The feasibility, safety and usefulness of dipyridamole echocardiography (two-dimensional echocardiography and 12 lead electrocardiographic monitoring during dipyridamole infusion, up to 0.84 mg/kg over 10 min) were evaluated in 94 asymptomatic patients 8 to 10 days after uncomplicated acute myocardial infarction. The results were compared with those of symptom-limited treadmill exercise testing and correlated with coronary angiography. Two mechanical patterns of positivity of dipyridamole echocardiography could be identified: 1) a new wall motion abnormality confined to the infarct zone or to the adjacent segments (24 patients), and 2) transient remote asynergy (33 patients). The success rate in recording adequate images during dipyridamole infusion was 100%. Interobserver agreement concerning diagnosis occurred in 89 (93%) of 94 patients. Dipyridamole echocardiography was well tolerated; no complication was observed during or after the test. Seventy-three patients underwent coronary angiography within 6 weeks after acute myocardial infarction. Transient remote asynergy on echocardiography was present in 27 of 40 patients with multivessel disease and in none of 33 patients without multivessel disease.

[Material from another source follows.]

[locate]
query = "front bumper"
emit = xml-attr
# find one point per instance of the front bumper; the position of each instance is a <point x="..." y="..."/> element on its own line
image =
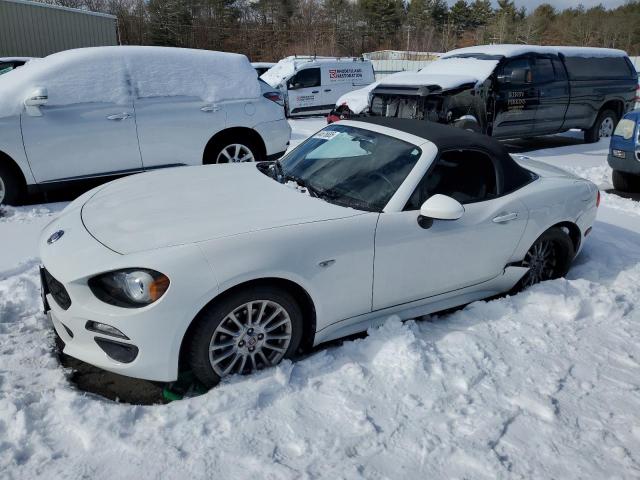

Results of treadmill exercise testing were positive in 28 patients with multivessel disease and 8 patients without multivessel disease. Thus, the sensitivity of dipyridamole-induced transient remote asynergy was 68% compared with 52% for treadmill testing (p less than 0.05); specificity was 100% and 72%, respectively (p less than 0.005). The overall accuracy of dipyridamole echocardiography (81%) was higher than that of dipyridamole stress electrocardiography (63%) or exercise electrocardiography (60%) (p less than 0.02). It is concluded that dipyridamole echocardiography is a useful, feasible and inexpensive nonexercise-dependent test for detecting the extent of coronary artery disease early after acute myocardial infarction.